Publication year - 2000
Publication title -
alimentary pharmacology and therapeutics
Language(s) - English
Resource type - Journals
SCImago Journal Rank - 3.308
H-Index - 177
eISSN - 1365-2036
pISSN - 0269-2813
DOI - 10.1046/j.1365-2036.2000.014s2062.x
Subject(s) - medicine , gall , cholecystokinin , gallstones , diabetes mellitus , gallbladder , motor function , endocrinology , gastroenterology , gastric emptying , receptor , stomach , biology , botany , physical medicine and rehabilitation
Summary Although some controversy exists, diabetic patients generally are thought to have a two‐ to threefold increased risk of cholesterol gallstones. From previous studies there is no convincing evidence for a supersaturated bile in diabetics, whereas several reports indicate that impaired gall‐bladder emptying could be one of the important factors in the increased incidence of gallstones in diabetics. However, studies of gall‐bladder motility in diabetics have yielded conflicting results, probably because of substantial heterogeneity in the patients studied, emptying stimulus and technique used to assess gall‐bladder motor function. The mechanism of the gall‐bladder emptying abnormality in diabetics is not completely understood, although it has been proposed that it could represent a manifestation of denervation caused by visceral neuropathy.

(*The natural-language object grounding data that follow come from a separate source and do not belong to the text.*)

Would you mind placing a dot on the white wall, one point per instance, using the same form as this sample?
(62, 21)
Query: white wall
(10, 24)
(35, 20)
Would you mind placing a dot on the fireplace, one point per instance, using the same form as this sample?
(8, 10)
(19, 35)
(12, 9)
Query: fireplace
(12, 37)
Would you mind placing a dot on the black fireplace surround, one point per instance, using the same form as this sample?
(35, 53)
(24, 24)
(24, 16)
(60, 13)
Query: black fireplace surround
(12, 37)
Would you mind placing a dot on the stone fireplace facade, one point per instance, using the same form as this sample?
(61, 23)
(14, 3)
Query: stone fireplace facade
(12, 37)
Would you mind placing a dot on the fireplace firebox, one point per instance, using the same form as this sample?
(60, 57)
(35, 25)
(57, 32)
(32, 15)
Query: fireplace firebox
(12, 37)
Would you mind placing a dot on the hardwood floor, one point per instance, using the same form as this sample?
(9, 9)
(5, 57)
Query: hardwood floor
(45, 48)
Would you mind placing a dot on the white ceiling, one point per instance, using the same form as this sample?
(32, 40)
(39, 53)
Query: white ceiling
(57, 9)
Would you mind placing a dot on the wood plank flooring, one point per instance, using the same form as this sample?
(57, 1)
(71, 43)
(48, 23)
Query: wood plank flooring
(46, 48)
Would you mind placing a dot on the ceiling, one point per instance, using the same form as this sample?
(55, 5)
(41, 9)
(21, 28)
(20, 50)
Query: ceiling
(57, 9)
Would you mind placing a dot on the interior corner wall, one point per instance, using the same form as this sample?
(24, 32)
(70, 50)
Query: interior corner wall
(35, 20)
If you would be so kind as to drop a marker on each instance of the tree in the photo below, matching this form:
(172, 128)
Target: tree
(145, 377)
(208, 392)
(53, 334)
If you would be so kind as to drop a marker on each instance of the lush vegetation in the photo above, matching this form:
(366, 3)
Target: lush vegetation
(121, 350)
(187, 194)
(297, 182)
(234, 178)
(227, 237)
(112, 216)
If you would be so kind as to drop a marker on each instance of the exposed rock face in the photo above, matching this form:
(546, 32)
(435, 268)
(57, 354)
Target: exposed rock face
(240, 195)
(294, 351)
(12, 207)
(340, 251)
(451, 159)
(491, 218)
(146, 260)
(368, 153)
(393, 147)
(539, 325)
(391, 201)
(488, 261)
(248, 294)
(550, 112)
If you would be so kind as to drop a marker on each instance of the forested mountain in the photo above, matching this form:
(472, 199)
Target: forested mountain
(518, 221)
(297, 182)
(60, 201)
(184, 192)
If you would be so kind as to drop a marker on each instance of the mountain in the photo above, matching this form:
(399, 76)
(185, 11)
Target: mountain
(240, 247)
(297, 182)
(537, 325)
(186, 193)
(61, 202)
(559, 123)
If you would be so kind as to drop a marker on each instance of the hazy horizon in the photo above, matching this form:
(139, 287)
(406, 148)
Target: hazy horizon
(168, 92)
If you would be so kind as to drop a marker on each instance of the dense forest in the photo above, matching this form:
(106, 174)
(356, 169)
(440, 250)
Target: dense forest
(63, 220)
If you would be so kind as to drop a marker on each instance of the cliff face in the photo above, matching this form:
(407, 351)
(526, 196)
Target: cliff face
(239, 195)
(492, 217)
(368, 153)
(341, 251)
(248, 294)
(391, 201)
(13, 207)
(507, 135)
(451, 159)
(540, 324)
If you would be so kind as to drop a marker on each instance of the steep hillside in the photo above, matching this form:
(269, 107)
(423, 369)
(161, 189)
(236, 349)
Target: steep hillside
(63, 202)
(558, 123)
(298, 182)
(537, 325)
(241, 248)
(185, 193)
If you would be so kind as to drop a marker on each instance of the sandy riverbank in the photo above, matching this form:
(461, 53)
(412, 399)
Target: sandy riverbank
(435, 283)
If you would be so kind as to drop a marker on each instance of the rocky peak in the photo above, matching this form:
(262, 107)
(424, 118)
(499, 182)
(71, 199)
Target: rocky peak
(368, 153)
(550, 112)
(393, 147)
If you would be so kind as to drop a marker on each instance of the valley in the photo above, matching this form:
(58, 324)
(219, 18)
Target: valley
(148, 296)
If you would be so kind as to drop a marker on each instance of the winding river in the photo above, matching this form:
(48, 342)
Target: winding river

Based on normal post‐prandial cholecystokinin release, it can be ruled out that impaired cholecystokinin release is the mechanism responsible for reduced gall‐bladder emptying in diabetics. Other possible explanations for impaired gall‐bladder contraction in diabetics include a decreased sensitivity of the smooth muscle of the gall‐bladder to plasma cholecystokinin, and/or decreased cholecysto‐ kinin receptors on the gall‐bladder wall.